Here's the query I am running:

GET /docs/_search
{
  "query": {
    "filtered": {
      "filter": {
        "bool": {
          "must": [
            {
              "term": {
                "outdated": "false"
              }
            },
            {
              "term": {
                "lang": "fi"
              }
            }
          ],
          "must_not": [
            {
              "term": {
                "django_ct": "web.plantranslation"
              }
            },
            {
              "term": {
                "django_ct": "web.recipetranslation"
              }
            },
            {
              "term": {
                "django_ct": "web.fooddestranslation"
              }
            },
            {
              "term": {
                "django_ct": "web.dishtranslation"
              }
            },
            {
              "term": {
                "django_ct": "web.customerinformation"
              }
            }
          ],
          "should": []
        }
      },
      "query": {
        "bool": {
          "should": [
            {
              "span_first": {
                "boost": 10,
                "end": 1,
                "match": {
                  "span_term": {
                    "text": "makkara"
                  }
                }
              }
            }
          ],
          "must": [
            {
              "multi_match": {
                "query": "makkara",
                "type": "most_fields",
                "fields": ["text.general", "text.fi"],
                "minimum_should_match": "50%"
              }
            }
          ]
        }
      }
    }
  },
  "size": 1000
}

The minimum_should_match is being ignored in ES 2.4.6. It doesn't matter what value it is (50%, 100%), it always returns way too many results.
This worked for ES 1.7, 2.0.1 and 2.0.2, I've tested the same query.

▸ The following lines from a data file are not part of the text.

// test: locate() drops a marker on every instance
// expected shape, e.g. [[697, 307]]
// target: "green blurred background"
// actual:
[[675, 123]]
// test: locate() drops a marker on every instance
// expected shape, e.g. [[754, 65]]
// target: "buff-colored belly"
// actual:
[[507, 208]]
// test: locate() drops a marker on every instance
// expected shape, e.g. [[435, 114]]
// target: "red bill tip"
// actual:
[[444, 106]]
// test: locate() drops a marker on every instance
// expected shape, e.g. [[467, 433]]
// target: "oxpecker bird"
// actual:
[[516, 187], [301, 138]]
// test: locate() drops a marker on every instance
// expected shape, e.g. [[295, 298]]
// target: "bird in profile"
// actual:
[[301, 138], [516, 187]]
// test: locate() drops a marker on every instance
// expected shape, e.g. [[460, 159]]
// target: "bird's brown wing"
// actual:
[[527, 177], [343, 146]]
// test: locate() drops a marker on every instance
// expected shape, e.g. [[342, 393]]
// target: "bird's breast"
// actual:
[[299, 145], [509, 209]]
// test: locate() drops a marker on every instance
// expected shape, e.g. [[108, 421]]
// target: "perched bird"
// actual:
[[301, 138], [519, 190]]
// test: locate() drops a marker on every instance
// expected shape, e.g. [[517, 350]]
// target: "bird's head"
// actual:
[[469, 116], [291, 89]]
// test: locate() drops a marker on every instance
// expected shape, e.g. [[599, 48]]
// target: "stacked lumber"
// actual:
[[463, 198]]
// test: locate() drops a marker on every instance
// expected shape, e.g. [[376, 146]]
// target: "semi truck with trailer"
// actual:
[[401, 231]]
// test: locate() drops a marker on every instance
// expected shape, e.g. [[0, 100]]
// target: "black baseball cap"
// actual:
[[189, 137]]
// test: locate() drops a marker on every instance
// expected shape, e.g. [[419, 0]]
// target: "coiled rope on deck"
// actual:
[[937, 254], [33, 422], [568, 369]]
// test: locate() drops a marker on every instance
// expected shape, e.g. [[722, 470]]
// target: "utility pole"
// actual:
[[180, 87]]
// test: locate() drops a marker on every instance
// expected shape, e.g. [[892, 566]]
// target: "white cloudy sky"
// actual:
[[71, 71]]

But it's being ignored for ES 2.4.6. What is the reason? Was there some change introduced that makes "minimum_should_match" obsolete?

Here are some examples of the text returned results:
legit results: MAKSAMAKKARA, BALKANMAKKARA
wrong results: PERSIKKARAHKA, MUSTIKKAPIIRAKKA 2 KPL, LIHAPIIRAKKA 4 KPL

This is caused by a change in Lucene query parser that considers each terms at the same position as synonyms. You're using an ngram filter that sets each ngram at the same position so makkara is analyzed as mak, akk, kka, kar, ara but each of these tokens are indexed at the same position. If you want to correctly index ngrams you should use an ngram_tokenizer which will set the correct positions for the different tokens.